CDC-Driven Vector Sync
Treat the source-of-truth document store as the only writer; keep the vector index in sync by emitting change-data-capture events onto a queue that...
Intent & Description
🎯 Intent
Treat the source-of-truth document store as the only writer; keep the vector index in sync by emitting change-data-capture events onto a queue that the feature pipeline consumes.
📋 Context
A RAG system reads from a vector index built over a corpus that lives in a source-of-truth store (database, document system, content platform). The corpus changes continuously — inserts, updates, deletes. The vector index must stay in sync or retrieval returns stale or missing material.
💡 Solution
Enable change-data-capture on the source-of-truth store (MongoDB change streams, PostgreSQL logical replication, Kafka Connect, Debezium). Publish each change as an event to a queue (Kafka, RabbitMQ, SNS). The feature pipeline subscribes: on insert, embed and upsert; on update, re-embed and overwrite; on delete, remove from the vector index. The writer code knows nothing about embeddings. The pipeline can be paused, redeployed, or backfilled from queue history.
Real-world Use Case
- Vector index must reflect a corpus that changes continuously.
- Source-of-truth store supports CDC (change streams, logical replication, Debezium).

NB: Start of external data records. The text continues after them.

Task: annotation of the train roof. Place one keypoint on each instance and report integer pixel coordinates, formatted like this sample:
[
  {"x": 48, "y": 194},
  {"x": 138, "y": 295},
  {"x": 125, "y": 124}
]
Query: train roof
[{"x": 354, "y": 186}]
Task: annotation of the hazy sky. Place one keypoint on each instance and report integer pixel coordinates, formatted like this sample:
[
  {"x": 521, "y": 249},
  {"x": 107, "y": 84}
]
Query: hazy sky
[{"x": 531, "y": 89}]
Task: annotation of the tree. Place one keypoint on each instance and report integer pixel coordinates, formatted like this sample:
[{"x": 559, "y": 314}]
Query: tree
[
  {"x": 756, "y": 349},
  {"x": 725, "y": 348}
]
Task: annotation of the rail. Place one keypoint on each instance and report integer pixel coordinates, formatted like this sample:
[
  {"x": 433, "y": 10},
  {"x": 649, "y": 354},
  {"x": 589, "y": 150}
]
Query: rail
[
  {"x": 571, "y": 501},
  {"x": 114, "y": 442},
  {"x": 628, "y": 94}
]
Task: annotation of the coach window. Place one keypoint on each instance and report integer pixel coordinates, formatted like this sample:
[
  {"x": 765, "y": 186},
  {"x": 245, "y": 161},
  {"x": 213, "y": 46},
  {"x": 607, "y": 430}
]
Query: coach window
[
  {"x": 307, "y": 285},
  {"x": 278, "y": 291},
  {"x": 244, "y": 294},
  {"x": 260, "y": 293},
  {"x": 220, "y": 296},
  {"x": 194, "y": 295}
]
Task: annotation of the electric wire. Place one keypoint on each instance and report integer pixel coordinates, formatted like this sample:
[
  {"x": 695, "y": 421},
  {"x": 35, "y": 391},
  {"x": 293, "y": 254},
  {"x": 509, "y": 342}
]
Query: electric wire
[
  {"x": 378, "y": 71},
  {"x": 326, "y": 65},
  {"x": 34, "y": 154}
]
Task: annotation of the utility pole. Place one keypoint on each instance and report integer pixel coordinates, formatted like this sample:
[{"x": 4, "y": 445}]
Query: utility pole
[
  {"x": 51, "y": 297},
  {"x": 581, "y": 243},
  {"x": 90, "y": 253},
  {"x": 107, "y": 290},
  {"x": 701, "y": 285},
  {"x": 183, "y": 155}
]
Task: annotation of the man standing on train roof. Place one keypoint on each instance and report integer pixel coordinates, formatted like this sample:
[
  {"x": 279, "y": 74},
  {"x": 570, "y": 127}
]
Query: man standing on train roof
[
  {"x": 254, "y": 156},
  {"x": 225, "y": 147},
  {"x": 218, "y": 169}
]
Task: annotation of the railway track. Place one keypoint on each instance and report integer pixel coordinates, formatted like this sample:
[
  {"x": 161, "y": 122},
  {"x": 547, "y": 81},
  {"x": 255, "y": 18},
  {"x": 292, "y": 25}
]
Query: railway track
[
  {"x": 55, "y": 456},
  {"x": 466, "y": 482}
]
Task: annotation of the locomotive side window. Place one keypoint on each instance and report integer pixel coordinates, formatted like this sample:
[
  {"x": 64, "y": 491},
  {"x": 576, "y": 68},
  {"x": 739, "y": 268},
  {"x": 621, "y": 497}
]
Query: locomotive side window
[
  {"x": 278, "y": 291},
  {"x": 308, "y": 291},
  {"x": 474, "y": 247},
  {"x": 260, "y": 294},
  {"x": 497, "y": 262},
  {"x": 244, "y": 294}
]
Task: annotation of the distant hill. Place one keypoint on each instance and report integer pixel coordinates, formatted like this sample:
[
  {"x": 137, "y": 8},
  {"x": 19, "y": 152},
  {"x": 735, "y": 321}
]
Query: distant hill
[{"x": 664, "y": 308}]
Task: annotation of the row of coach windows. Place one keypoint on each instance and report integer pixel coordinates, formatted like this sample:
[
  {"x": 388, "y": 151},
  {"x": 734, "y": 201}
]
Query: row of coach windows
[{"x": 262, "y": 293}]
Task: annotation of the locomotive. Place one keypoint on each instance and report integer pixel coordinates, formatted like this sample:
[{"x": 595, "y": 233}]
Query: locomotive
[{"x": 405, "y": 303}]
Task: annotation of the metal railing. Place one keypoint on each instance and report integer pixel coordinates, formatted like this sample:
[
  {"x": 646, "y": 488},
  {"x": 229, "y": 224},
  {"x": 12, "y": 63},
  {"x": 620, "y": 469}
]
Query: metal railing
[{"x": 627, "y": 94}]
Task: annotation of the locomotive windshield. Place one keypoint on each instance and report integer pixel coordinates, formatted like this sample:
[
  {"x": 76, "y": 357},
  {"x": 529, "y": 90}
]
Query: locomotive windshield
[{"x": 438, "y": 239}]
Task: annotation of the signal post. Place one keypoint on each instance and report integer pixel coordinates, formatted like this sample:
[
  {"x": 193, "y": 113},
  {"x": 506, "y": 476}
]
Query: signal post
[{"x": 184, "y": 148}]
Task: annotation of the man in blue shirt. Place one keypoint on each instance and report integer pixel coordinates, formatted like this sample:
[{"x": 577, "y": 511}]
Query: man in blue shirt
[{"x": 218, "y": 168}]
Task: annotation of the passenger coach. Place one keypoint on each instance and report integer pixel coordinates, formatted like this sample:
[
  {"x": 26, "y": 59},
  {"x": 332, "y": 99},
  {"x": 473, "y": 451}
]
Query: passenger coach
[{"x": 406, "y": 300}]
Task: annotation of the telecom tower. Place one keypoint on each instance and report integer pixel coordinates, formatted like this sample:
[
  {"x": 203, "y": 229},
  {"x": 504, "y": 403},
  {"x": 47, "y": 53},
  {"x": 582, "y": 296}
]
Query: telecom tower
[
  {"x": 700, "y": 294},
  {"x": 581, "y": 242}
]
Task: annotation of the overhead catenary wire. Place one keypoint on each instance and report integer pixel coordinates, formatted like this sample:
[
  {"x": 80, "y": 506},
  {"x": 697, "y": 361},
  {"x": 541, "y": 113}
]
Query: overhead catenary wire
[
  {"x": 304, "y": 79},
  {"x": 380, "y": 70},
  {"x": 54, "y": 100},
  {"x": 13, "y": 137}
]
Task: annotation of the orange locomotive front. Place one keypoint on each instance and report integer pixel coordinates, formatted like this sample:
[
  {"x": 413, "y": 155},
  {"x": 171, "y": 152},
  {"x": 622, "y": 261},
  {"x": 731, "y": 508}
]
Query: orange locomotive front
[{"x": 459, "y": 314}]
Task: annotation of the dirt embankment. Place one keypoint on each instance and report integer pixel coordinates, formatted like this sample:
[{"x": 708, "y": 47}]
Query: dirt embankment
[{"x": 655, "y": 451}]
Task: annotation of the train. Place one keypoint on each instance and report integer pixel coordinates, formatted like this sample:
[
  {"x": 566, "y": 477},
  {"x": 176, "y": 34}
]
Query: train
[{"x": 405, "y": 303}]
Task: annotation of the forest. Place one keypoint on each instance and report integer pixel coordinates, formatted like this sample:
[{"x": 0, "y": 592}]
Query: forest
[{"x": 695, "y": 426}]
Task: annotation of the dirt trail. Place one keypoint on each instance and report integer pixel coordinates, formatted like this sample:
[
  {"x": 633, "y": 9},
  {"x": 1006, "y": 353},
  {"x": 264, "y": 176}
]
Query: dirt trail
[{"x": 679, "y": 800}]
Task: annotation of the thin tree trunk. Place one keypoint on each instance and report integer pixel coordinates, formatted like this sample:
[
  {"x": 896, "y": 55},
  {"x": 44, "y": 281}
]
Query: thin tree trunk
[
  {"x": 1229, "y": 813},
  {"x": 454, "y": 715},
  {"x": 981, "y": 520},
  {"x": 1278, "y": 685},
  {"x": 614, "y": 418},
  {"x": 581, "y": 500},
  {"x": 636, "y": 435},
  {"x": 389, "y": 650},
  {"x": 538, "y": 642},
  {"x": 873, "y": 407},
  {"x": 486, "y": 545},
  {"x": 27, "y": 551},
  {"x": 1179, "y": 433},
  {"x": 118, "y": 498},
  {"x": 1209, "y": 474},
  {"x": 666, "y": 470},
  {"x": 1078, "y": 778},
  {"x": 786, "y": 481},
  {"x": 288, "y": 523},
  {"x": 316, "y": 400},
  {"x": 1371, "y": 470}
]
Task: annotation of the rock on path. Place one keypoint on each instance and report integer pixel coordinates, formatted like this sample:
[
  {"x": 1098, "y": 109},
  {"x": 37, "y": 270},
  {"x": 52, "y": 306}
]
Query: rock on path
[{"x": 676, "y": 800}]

- Eventual consistency on retrieval (seconds-to-minutes lag) is acceptable.
Source
Advantages
- Single writer to the source; embeddings follow as an asynchronous derived view.
- Vector index drift bounded by queue lag, not by rebuild cadence.
- Feature pipeline is independently scalable, debuggable, and replayable.
Disadvantages
- CDC infrastructure to operate (Debezium, Kafka Connect, change streams).
- Eventually-consistent retrieval — the gap between source write and vector update is non-zero.
- Schema changes on the source need coordinated migrations in the embedding pipeline.